Monday, March 18, 2013

Washington Dock due for Removal by Airlifting; More Large Debris Washes Ashore

Washington Dock to Be Removed via Airlift

The dock that washed ashore in December on a remote stretch of beach in the Olympic National Park now has a 'concrete' plan for removal (Clever, eh?).  Constructed of cement, rebar, and foam, the dock has presented itself as a formidable problem for park officials.  The dock is accessible only by trails, and is on a rocky stretch of shoreline that is too dangerous for boat removal.

The dock's removal plan is something out of an action movie:
Equipment will be flown in via helicopter, and the dock, which has sunk into sand and cobble due to winter weather, will be dug out and exposed.

Next, the dock will be cut into smaller pieces, with care to prevent the large amounts of foam which gave the dock its buoyancy, from escaping into the environment.  Foam pieces will be removed via airlift as soon as they are exposed.  Once the dock is in small enough pieces to transport, they will be airlifted to private land, where they will then be trucked off for disposal.

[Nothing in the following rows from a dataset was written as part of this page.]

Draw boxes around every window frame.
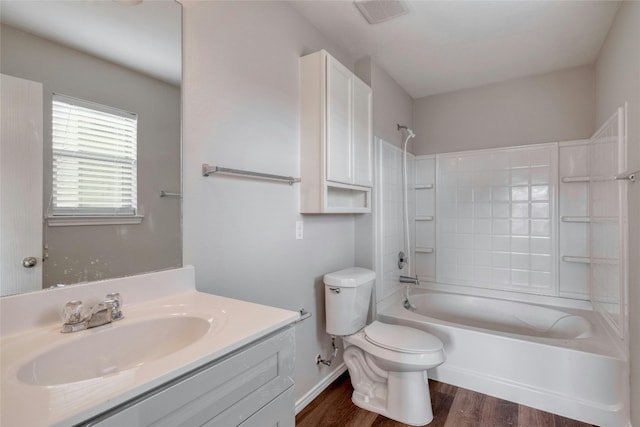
[47,93,142,226]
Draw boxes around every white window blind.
[52,94,137,216]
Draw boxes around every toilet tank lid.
[324,267,376,287]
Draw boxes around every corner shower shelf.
[590,258,620,265]
[415,216,434,221]
[415,247,434,254]
[160,190,181,198]
[561,216,590,223]
[560,256,618,265]
[591,216,620,223]
[561,176,590,183]
[562,256,590,264]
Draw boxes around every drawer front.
[236,387,294,427]
[86,326,294,427]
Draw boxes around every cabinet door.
[352,77,372,187]
[325,55,353,184]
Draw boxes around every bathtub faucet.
[399,275,420,285]
[400,276,419,310]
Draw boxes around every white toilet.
[324,267,445,426]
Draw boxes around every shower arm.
[397,124,415,138]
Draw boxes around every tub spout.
[400,275,418,310]
[400,275,419,285]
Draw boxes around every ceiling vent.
[354,0,409,24]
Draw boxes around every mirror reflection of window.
[51,94,138,218]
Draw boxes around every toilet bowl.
[343,321,444,425]
[324,267,445,426]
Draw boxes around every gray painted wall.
[412,65,596,155]
[181,0,360,404]
[372,60,414,149]
[354,57,414,315]
[357,57,415,150]
[595,2,640,424]
[0,24,182,287]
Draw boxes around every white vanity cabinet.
[300,50,372,213]
[83,326,295,427]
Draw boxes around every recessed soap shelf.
[415,247,434,254]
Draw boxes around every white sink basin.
[1,279,299,427]
[17,316,211,386]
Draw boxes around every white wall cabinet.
[300,50,372,213]
[82,326,295,427]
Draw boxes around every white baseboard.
[295,363,348,415]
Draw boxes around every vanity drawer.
[85,326,295,427]
[236,387,294,427]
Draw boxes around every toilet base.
[351,370,434,426]
[344,345,435,426]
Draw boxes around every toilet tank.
[324,267,376,336]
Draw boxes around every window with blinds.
[51,94,137,217]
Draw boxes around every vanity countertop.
[0,268,299,427]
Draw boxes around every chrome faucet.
[400,276,419,310]
[61,293,123,333]
[399,275,420,285]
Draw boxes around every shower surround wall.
[588,107,629,340]
[408,116,628,314]
[375,138,415,303]
[408,142,596,304]
[371,139,608,312]
[436,144,558,296]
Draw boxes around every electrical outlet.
[296,220,303,239]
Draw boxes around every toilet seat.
[343,322,445,372]
[364,321,442,354]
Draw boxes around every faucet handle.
[106,292,121,304]
[62,300,87,325]
[105,293,123,321]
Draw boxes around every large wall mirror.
[0,0,182,296]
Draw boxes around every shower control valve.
[398,251,406,269]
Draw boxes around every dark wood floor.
[296,373,595,427]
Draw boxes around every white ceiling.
[0,0,181,86]
[1,1,620,96]
[290,0,621,98]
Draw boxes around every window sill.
[46,215,144,227]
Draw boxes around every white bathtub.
[378,289,628,427]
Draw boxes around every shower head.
[397,124,415,138]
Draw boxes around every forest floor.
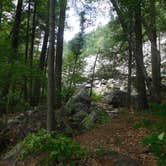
[0,105,158,166]
[74,108,157,166]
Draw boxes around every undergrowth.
[90,91,103,102]
[134,103,166,165]
[20,129,88,165]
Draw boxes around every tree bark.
[149,0,161,102]
[10,0,23,62]
[0,3,2,29]
[0,0,23,119]
[24,0,31,101]
[29,1,37,105]
[90,50,100,97]
[110,0,133,107]
[29,1,37,66]
[54,0,67,109]
[134,3,148,110]
[127,36,132,108]
[47,0,56,131]
[40,28,49,70]
[25,0,31,63]
[33,27,49,105]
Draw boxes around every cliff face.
[85,33,166,79]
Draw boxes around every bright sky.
[64,1,111,41]
[13,0,111,42]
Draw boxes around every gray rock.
[81,111,97,130]
[3,143,23,160]
[66,87,91,114]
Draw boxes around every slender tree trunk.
[29,1,37,105]
[24,0,31,101]
[0,4,2,29]
[10,0,23,62]
[90,50,100,97]
[149,0,161,102]
[47,0,56,131]
[134,3,148,110]
[25,0,31,63]
[33,28,49,105]
[127,37,132,108]
[54,0,67,109]
[110,0,133,107]
[40,28,49,70]
[29,1,37,66]
[69,54,78,89]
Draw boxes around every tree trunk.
[25,0,31,63]
[10,0,23,62]
[24,0,31,101]
[127,36,132,108]
[54,0,67,109]
[134,3,148,110]
[0,0,23,120]
[0,3,2,29]
[149,0,161,102]
[33,27,49,105]
[1,0,23,100]
[29,1,37,105]
[47,0,56,131]
[90,50,100,97]
[40,28,49,70]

Workers ready to remove tsunami dock from Wash. coast
Dock washed ashore on a rocky stretch of the Olympic National Park. [Photo:]
The area where this will be occurring- Goodman Creek to Jefferson Cove- will be closed to all public entry until the dock is removed.

No news yet whether this was successful.

Boat with Japanese Writing Washes Up In Southern Oregon

Yet another boat with Japanese writing has washed ashore in Oregon- this time further south in the coastal dune town of Florence.  The boat is about 24 feet long and was spotted by volunteers with the Surfrider Foundation at Muriel Ponsler Memorial Wayside Beach.

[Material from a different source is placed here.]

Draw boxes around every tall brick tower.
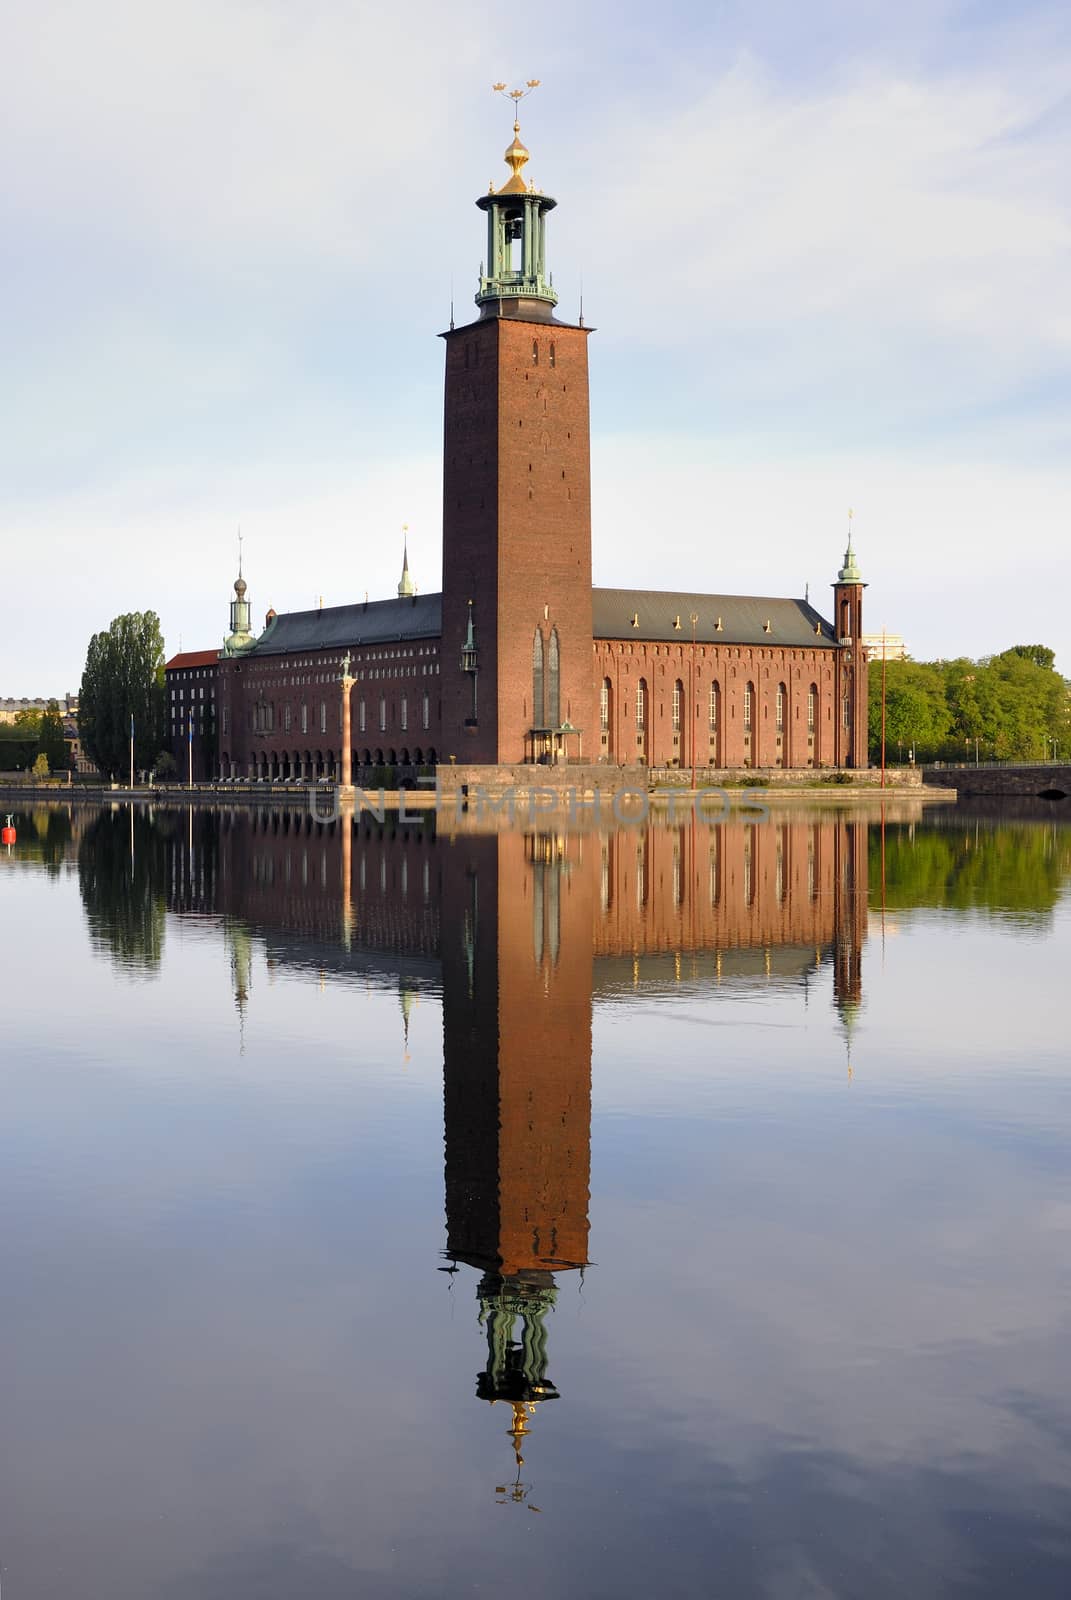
[440,101,594,765]
[832,529,869,768]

The boat hasn't been definitively identified as tsunami debris, but it very well could be.  It was removed and taken to the local landfill.

Workers remove boat washes ashore last week in Florence, Oregon. [Photo: Oregon Parks and Recreation Department]
Japanese Government Allocates Debris Funds

As noted in previous entries, Japan has allocated $5 million dollars to the United States (and an additional $1 million to Canada) for the cleanup of tsunami debris (far outreaching the US's own contribution of $150,000 divided between three states).  The $5 million is initially being divided by NOAA into $250,000 each for Alaska, Washington, Oregon, California and Hawaii. 

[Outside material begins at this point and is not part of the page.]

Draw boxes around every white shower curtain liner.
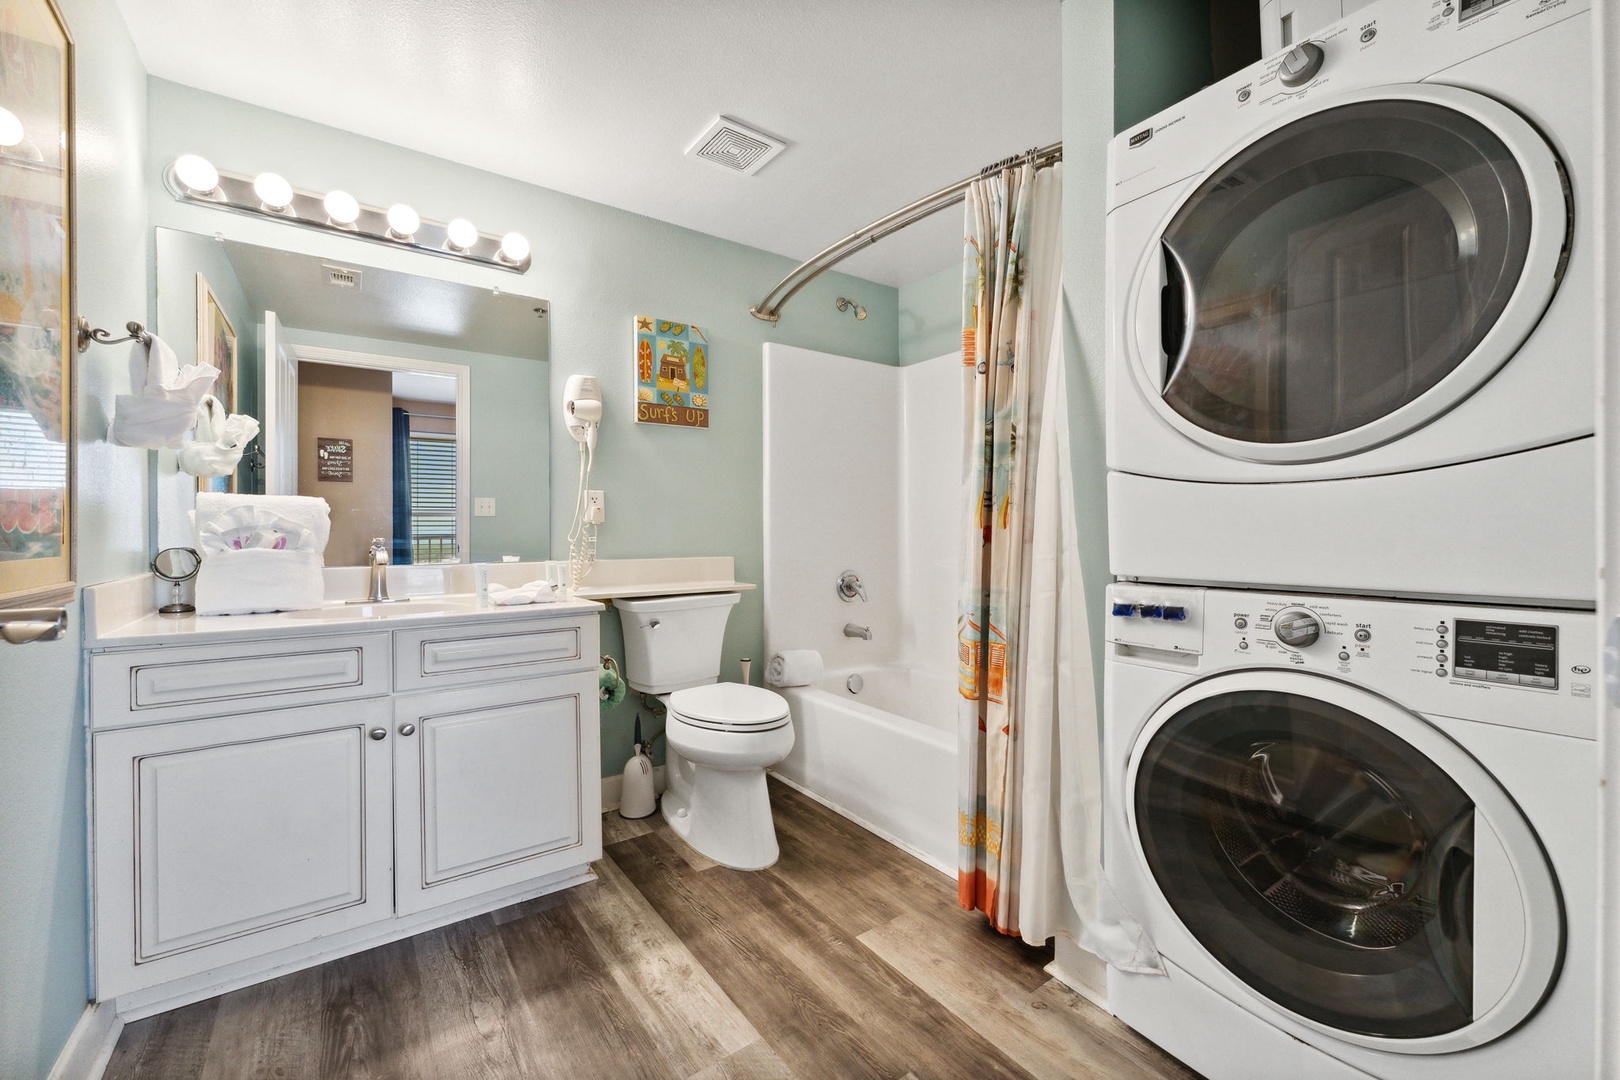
[956,160,1161,971]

The rest of the funds will be put into a reserve for use as the need arises, since the final effects and distribution of tsunami debris on US shores is still unknown.

Refrigerator-Sized Chunk of Debris removed from Hawaii's shores
On March 11th, a large piece of debris washes ashore in the Ahihi-Kinau Natural Area Reserve in Maui, Hawaii by a member of the Citizen's Advisory Council for the reserve.

The piece of debris is not definitely Japanese, but was abnormally large for normal marine debris. The large box-shaped item, which was covered in non-Native mussels and barnacles, was removed by helicopter the next day.